Carbohydr Polym. 2015 Aug 20;127:300-8. doi: 10.1016/j.carbpol.2015.03.077. Epub 2015 Apr 1.
In present study precipitation-ultrasonication was used to obtain nanosuspensions of poorly water-soluble drug, naproxen (NPX). We investigated the effects of HPMC concentration (X1) and time of ultrasonication (X2) on imperative attributes like mean particle size (Y1), % drug content (Y2), and time required to 90% drug release (Y3) via 3(2) factorial design. The morphology of nanosuspensions was found almost spherical by SEM observation. DSC and XRD studies suggested slight crystalline change in drug. FT-IR revealed lack of significant interactions between NPX and HPMC. Nanosuspensions of mean particle size 530.55 nm was achieved. Dissolution rate obtained from all nanosuspensions were markedly higher than pure NPX. Response surface methodology and optimized polynomial equations were used to select optimal formulation i.e. 1.36%W/V of X1 and 13.9 min of X2 to get desired response Y1; 727.97 nm, Y2; 95.59% and Y3; 8.67 min that were in reasonable agreement with observed value.
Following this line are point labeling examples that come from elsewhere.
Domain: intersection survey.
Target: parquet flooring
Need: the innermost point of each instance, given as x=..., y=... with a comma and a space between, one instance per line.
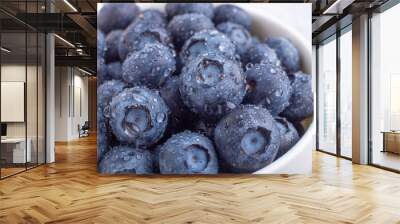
x=71, y=191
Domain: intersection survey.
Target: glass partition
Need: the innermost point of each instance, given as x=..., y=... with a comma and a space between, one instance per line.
x=22, y=102
x=385, y=89
x=327, y=96
x=346, y=93
x=13, y=93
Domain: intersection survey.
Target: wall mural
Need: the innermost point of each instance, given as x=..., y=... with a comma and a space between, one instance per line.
x=201, y=88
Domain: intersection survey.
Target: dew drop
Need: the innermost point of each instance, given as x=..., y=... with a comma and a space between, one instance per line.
x=160, y=117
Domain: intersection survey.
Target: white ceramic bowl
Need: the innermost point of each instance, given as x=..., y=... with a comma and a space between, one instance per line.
x=298, y=160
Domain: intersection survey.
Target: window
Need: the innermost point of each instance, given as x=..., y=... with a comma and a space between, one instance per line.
x=327, y=97
x=346, y=94
x=385, y=89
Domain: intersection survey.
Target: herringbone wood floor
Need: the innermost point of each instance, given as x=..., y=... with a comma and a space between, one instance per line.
x=71, y=191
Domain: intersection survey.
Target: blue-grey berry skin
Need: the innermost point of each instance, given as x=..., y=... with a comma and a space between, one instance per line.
x=138, y=116
x=212, y=85
x=287, y=53
x=184, y=26
x=231, y=13
x=103, y=134
x=188, y=153
x=114, y=70
x=247, y=139
x=238, y=35
x=102, y=74
x=105, y=93
x=101, y=44
x=172, y=97
x=174, y=9
x=138, y=35
x=115, y=16
x=260, y=52
x=149, y=66
x=126, y=159
x=301, y=103
x=268, y=86
x=206, y=41
x=204, y=127
x=289, y=135
x=151, y=17
x=112, y=42
x=156, y=158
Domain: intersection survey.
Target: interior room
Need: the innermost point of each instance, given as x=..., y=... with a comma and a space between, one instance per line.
x=50, y=72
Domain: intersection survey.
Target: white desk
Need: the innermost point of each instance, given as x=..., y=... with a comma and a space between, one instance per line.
x=18, y=149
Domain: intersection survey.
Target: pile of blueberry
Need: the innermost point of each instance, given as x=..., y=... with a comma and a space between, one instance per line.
x=193, y=92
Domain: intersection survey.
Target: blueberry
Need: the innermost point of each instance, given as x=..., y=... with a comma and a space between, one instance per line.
x=172, y=97
x=174, y=9
x=137, y=36
x=101, y=44
x=103, y=134
x=247, y=139
x=205, y=41
x=289, y=135
x=149, y=66
x=127, y=160
x=138, y=115
x=102, y=74
x=204, y=127
x=231, y=13
x=152, y=18
x=269, y=86
x=112, y=42
x=286, y=51
x=105, y=93
x=212, y=85
x=239, y=36
x=182, y=27
x=156, y=158
x=114, y=70
x=115, y=16
x=188, y=153
x=260, y=52
x=301, y=103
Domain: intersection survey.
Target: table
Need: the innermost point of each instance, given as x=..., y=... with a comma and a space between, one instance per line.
x=391, y=141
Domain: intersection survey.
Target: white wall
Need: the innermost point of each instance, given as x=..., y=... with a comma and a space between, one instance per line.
x=70, y=83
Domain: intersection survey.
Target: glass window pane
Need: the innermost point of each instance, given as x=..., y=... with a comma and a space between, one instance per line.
x=13, y=86
x=31, y=97
x=327, y=97
x=385, y=83
x=346, y=94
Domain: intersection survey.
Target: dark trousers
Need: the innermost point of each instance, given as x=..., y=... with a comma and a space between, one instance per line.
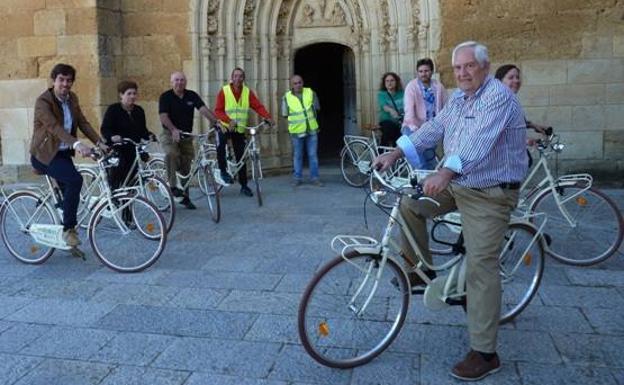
x=238, y=141
x=69, y=179
x=390, y=132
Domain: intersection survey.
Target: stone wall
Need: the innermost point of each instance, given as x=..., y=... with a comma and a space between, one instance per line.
x=154, y=40
x=37, y=34
x=571, y=54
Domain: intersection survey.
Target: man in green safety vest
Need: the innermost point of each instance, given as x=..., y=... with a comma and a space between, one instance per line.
x=232, y=109
x=300, y=106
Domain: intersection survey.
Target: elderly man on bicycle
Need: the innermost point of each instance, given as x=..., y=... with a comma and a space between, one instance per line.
x=232, y=109
x=484, y=136
x=176, y=108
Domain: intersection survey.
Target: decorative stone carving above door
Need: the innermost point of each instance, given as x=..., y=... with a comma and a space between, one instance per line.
x=322, y=13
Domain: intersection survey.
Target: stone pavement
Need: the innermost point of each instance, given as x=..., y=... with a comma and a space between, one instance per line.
x=220, y=306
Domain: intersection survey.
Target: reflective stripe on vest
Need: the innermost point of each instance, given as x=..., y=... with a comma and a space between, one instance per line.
x=236, y=110
x=299, y=114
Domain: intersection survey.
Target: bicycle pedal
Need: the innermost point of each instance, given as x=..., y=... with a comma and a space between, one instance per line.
x=456, y=301
x=76, y=252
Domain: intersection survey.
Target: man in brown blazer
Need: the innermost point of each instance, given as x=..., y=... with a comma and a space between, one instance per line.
x=57, y=118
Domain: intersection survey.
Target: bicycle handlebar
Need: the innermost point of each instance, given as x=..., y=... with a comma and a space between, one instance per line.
x=413, y=190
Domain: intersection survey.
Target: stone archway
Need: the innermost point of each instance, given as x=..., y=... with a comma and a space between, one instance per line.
x=263, y=36
x=335, y=86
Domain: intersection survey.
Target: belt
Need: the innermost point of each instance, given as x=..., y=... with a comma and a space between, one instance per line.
x=504, y=186
x=510, y=185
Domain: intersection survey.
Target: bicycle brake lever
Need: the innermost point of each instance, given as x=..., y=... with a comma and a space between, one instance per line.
x=435, y=202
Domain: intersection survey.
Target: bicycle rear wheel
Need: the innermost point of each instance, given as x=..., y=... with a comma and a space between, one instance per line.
x=209, y=186
x=444, y=232
x=521, y=264
x=127, y=242
x=355, y=162
x=90, y=194
x=157, y=191
x=597, y=229
x=19, y=211
x=257, y=175
x=337, y=326
x=159, y=167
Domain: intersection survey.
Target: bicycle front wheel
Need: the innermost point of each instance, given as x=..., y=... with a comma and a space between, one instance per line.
x=355, y=162
x=521, y=264
x=595, y=232
x=127, y=235
x=208, y=185
x=157, y=191
x=257, y=175
x=19, y=212
x=158, y=166
x=351, y=311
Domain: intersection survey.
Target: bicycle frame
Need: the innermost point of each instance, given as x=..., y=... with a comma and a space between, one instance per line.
x=50, y=235
x=549, y=182
x=200, y=160
x=251, y=150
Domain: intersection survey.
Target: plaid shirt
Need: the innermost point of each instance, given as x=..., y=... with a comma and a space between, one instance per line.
x=484, y=137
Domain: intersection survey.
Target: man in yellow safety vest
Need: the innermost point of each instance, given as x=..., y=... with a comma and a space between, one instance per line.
x=232, y=109
x=300, y=106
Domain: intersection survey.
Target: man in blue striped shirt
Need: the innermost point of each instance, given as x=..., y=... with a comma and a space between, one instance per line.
x=484, y=135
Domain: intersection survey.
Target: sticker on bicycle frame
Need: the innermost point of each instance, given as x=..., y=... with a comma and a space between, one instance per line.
x=50, y=235
x=324, y=329
x=582, y=201
x=527, y=259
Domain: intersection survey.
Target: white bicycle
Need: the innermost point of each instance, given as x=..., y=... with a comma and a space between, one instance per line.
x=356, y=303
x=31, y=229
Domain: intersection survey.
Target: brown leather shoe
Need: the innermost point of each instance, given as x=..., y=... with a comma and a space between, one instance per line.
x=474, y=367
x=70, y=236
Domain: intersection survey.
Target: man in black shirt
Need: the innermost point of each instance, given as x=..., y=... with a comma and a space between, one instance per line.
x=176, y=108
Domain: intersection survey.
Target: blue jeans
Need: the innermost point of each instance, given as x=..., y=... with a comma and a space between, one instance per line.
x=69, y=179
x=310, y=142
x=427, y=159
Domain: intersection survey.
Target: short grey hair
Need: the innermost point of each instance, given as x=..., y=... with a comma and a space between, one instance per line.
x=481, y=54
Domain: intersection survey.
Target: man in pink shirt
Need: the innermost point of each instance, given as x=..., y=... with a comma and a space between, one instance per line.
x=424, y=98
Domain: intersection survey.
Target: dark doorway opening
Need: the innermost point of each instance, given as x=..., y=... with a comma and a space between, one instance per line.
x=327, y=68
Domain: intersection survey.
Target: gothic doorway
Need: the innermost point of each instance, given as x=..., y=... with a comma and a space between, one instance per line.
x=329, y=69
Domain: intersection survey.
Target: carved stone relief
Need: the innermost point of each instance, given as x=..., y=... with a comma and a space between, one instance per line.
x=322, y=13
x=248, y=16
x=213, y=20
x=413, y=29
x=387, y=32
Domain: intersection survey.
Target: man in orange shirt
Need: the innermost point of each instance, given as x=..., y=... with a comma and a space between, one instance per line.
x=232, y=108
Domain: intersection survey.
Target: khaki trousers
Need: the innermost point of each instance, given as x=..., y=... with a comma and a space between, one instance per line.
x=485, y=215
x=178, y=156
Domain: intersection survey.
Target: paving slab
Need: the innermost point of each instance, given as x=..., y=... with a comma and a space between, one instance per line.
x=220, y=307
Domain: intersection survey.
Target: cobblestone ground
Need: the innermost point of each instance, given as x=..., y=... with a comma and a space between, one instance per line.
x=220, y=305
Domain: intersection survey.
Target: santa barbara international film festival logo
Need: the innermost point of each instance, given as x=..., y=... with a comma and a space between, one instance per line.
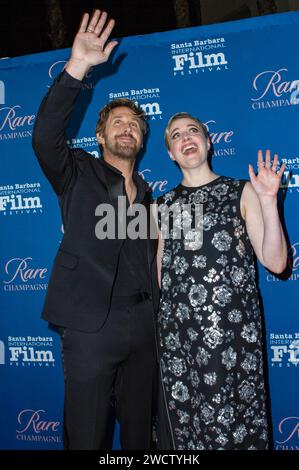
x=34, y=425
x=148, y=98
x=22, y=275
x=28, y=351
x=198, y=56
x=284, y=349
x=20, y=198
x=274, y=89
x=288, y=433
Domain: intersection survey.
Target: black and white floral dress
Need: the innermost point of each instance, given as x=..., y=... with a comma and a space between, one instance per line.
x=210, y=323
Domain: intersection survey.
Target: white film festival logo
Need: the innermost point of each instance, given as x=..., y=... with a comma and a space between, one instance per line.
x=14, y=203
x=30, y=355
x=198, y=60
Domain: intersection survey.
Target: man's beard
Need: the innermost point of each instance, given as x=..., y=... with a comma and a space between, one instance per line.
x=122, y=150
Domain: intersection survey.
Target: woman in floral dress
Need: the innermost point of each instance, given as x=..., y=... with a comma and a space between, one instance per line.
x=209, y=321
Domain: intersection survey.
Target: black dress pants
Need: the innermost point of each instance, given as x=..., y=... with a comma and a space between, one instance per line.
x=119, y=359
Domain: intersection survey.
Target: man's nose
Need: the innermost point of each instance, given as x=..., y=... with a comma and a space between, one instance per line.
x=185, y=135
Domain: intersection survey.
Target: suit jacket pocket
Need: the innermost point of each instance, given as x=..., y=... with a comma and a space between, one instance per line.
x=67, y=260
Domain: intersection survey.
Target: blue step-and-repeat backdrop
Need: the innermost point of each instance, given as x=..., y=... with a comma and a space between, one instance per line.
x=241, y=79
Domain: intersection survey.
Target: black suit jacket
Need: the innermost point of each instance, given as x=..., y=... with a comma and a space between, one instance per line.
x=85, y=267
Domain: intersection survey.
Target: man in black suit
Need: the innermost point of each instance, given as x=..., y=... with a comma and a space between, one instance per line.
x=103, y=293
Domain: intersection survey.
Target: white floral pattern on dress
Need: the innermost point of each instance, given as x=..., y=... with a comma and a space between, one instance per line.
x=210, y=326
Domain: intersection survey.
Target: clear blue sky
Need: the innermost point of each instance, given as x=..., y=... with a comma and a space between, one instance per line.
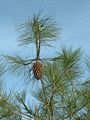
x=73, y=16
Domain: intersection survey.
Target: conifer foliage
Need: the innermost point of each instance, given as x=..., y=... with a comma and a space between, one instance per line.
x=63, y=93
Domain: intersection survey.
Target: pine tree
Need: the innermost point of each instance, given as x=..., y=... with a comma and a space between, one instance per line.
x=61, y=94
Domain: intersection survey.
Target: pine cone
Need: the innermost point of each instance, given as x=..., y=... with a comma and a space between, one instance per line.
x=37, y=70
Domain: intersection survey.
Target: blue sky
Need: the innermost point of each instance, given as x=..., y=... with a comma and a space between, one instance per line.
x=73, y=16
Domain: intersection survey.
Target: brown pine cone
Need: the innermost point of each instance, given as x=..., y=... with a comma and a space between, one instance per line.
x=37, y=70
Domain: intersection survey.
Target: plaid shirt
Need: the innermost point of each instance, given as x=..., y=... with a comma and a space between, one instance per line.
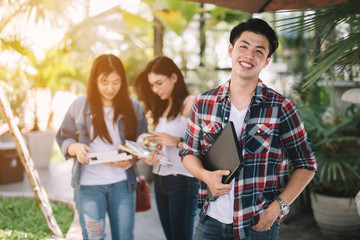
x=272, y=133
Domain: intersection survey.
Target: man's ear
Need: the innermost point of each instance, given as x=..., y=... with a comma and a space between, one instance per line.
x=267, y=61
x=174, y=77
x=230, y=48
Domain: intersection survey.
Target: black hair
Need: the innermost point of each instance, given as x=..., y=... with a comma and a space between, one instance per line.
x=164, y=66
x=102, y=66
x=257, y=26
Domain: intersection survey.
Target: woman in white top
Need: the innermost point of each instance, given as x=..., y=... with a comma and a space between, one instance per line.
x=161, y=87
x=98, y=122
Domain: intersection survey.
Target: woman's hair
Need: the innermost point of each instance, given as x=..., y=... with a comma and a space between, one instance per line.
x=122, y=104
x=164, y=66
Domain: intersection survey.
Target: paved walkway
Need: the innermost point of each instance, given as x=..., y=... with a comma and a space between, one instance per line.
x=56, y=181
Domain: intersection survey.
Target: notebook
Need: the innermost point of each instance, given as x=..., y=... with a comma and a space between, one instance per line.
x=224, y=154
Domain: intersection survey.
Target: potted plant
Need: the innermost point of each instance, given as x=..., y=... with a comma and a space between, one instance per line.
x=336, y=140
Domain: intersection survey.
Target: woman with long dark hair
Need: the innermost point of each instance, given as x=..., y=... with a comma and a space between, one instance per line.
x=98, y=122
x=161, y=87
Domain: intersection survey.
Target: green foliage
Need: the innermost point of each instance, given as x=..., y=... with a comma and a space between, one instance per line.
x=338, y=53
x=176, y=15
x=336, y=140
x=21, y=218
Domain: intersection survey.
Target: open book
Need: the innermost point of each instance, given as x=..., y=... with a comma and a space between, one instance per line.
x=108, y=156
x=143, y=148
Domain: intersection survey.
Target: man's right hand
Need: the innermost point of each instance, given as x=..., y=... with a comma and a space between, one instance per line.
x=213, y=180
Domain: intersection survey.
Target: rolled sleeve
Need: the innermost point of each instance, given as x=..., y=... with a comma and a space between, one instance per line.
x=294, y=138
x=192, y=145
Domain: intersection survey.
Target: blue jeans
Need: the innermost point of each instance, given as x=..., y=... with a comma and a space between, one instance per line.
x=176, y=200
x=92, y=204
x=212, y=229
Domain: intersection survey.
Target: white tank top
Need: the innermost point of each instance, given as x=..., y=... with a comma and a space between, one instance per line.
x=175, y=127
x=222, y=208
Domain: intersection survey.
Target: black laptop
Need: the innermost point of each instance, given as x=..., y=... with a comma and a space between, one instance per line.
x=224, y=154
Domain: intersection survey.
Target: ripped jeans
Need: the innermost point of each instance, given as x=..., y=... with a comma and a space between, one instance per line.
x=92, y=204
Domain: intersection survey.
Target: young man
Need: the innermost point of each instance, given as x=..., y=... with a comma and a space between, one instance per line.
x=270, y=134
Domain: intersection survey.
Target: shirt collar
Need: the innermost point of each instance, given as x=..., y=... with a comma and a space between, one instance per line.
x=223, y=91
x=259, y=94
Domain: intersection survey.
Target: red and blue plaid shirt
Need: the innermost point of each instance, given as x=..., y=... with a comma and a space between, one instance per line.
x=272, y=134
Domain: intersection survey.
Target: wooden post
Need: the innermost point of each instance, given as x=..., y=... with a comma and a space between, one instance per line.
x=31, y=172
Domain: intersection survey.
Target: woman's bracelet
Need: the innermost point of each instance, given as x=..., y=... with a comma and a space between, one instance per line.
x=180, y=143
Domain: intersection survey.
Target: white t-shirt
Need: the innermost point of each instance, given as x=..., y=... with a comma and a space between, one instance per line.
x=222, y=208
x=175, y=127
x=101, y=174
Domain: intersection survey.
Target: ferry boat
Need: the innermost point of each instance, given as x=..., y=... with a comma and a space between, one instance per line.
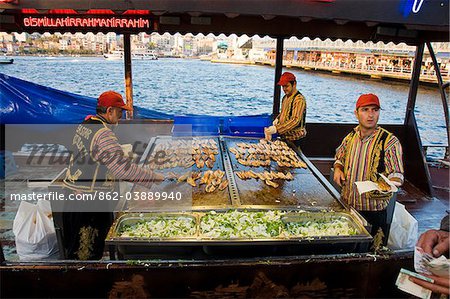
x=6, y=60
x=140, y=55
x=114, y=55
x=252, y=272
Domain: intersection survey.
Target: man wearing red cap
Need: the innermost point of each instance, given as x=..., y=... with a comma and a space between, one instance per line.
x=290, y=123
x=366, y=152
x=96, y=162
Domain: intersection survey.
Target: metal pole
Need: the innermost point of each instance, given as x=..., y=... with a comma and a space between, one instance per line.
x=128, y=76
x=278, y=69
x=414, y=84
x=443, y=94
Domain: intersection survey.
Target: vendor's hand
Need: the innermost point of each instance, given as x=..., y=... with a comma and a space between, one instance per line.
x=272, y=130
x=434, y=242
x=441, y=284
x=158, y=177
x=339, y=176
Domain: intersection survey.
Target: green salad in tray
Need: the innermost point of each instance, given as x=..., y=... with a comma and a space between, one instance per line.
x=160, y=227
x=236, y=224
x=320, y=227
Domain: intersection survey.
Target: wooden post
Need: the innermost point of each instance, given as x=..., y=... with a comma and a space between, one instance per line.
x=414, y=84
x=278, y=69
x=443, y=95
x=128, y=76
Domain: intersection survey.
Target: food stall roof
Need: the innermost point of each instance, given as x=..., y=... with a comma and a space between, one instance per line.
x=410, y=21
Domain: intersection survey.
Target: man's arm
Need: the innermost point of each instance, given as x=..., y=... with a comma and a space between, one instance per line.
x=338, y=165
x=107, y=150
x=394, y=161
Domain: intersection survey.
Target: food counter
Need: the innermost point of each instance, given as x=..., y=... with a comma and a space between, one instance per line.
x=234, y=194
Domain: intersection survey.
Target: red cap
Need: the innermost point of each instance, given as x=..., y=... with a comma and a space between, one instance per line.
x=367, y=99
x=112, y=99
x=286, y=78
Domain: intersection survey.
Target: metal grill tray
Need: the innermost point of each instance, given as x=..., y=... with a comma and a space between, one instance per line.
x=195, y=196
x=304, y=190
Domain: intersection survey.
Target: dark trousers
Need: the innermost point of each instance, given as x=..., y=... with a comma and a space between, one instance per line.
x=378, y=219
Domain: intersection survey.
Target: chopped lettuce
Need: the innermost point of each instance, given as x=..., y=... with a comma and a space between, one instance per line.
x=160, y=227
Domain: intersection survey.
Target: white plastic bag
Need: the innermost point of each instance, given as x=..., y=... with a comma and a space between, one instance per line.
x=35, y=232
x=404, y=229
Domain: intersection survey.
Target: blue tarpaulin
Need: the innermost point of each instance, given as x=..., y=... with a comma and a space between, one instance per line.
x=23, y=102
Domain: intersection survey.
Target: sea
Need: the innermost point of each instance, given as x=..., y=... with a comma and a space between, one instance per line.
x=190, y=86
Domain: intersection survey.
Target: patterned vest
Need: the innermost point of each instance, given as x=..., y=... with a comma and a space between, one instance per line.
x=85, y=173
x=376, y=158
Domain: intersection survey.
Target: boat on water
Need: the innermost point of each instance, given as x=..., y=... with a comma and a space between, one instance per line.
x=140, y=55
x=329, y=267
x=6, y=60
x=114, y=55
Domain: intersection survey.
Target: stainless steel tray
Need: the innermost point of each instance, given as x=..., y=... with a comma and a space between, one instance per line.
x=289, y=216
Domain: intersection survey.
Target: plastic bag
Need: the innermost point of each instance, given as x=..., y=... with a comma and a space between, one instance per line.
x=404, y=229
x=35, y=232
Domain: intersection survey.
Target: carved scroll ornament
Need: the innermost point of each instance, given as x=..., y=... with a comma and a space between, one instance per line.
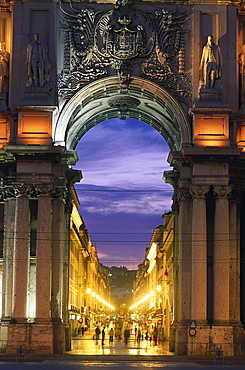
x=125, y=41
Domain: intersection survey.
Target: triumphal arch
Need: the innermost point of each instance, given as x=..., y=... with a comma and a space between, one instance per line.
x=176, y=65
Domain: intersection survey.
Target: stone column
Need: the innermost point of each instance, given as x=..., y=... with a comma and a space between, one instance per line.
x=199, y=255
x=221, y=255
x=8, y=256
x=21, y=257
x=43, y=247
x=234, y=262
x=58, y=210
x=58, y=242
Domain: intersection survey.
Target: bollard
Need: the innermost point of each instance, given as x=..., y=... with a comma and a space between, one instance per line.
x=218, y=354
x=20, y=353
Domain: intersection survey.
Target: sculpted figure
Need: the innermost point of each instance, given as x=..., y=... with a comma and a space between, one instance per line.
x=4, y=70
x=211, y=62
x=37, y=63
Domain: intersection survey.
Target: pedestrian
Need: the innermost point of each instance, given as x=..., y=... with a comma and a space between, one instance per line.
x=111, y=335
x=138, y=335
x=103, y=336
x=97, y=333
x=126, y=336
x=155, y=334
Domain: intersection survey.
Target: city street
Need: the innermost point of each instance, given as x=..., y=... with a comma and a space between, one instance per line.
x=87, y=354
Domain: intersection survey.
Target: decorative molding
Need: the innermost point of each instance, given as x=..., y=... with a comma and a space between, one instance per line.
x=124, y=41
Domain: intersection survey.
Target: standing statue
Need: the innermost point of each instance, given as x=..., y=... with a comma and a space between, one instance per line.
x=4, y=71
x=211, y=63
x=37, y=63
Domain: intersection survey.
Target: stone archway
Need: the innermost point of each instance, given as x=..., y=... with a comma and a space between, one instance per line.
x=107, y=98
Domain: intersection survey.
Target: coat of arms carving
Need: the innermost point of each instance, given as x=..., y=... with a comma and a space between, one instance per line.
x=125, y=41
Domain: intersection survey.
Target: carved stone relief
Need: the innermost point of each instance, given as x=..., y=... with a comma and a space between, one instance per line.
x=124, y=41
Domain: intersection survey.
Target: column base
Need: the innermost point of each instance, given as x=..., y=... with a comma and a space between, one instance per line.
x=207, y=339
x=34, y=337
x=59, y=337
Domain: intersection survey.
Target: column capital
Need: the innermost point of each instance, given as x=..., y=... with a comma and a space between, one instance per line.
x=199, y=191
x=59, y=192
x=222, y=191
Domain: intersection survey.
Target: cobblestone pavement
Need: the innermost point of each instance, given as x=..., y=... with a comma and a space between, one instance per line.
x=88, y=346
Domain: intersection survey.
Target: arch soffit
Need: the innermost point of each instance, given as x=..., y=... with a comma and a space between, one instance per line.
x=106, y=98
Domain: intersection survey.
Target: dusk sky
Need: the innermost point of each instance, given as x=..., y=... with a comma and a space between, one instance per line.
x=122, y=193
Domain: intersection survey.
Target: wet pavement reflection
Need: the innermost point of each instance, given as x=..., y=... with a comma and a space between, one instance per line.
x=88, y=346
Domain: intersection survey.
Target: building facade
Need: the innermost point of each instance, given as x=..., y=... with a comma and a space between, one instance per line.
x=154, y=284
x=176, y=65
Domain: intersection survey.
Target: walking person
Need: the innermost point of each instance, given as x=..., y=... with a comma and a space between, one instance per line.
x=155, y=335
x=138, y=335
x=103, y=336
x=126, y=336
x=111, y=335
x=97, y=333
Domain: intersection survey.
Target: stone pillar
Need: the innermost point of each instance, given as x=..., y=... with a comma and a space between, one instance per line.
x=8, y=254
x=199, y=255
x=43, y=258
x=58, y=241
x=21, y=257
x=221, y=256
x=234, y=255
x=182, y=271
x=42, y=337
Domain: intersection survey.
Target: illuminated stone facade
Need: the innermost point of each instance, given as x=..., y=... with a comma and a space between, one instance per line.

在本研究中,采用沉淀-超声法制备难溶性药物萘普生(NPX)的纳米混悬剂。通过 3(2) 因子设计,考察了 HPMC 浓度(X1)和超声时间(X2)对重要属性的影响,如平均粒径(Y1)、药物含量(Y2)和 90%药物释放所需时间(Y3)。通过 SEM 观察发现,纳米混悬剂的形态几乎呈球形。DSC 和 XRD 研究表明,药物的结晶性略有变化。FT-IR 表明 NPX 和 HPMC 之间没有明显的相互作用。获得了平均粒径为 530.55nm 的纳米混悬剂。所有纳米混悬剂的溶出速率均明显高于纯 NPX。响应面法和优化多项式方程用于选择最佳配方,即 X1 为 1.36%W/V 和 X2 为 13.9min,以获得所需的响应 Y1:727.97nm、Y2:95.59%和 Y3:8.67min,与观察值吻合良好。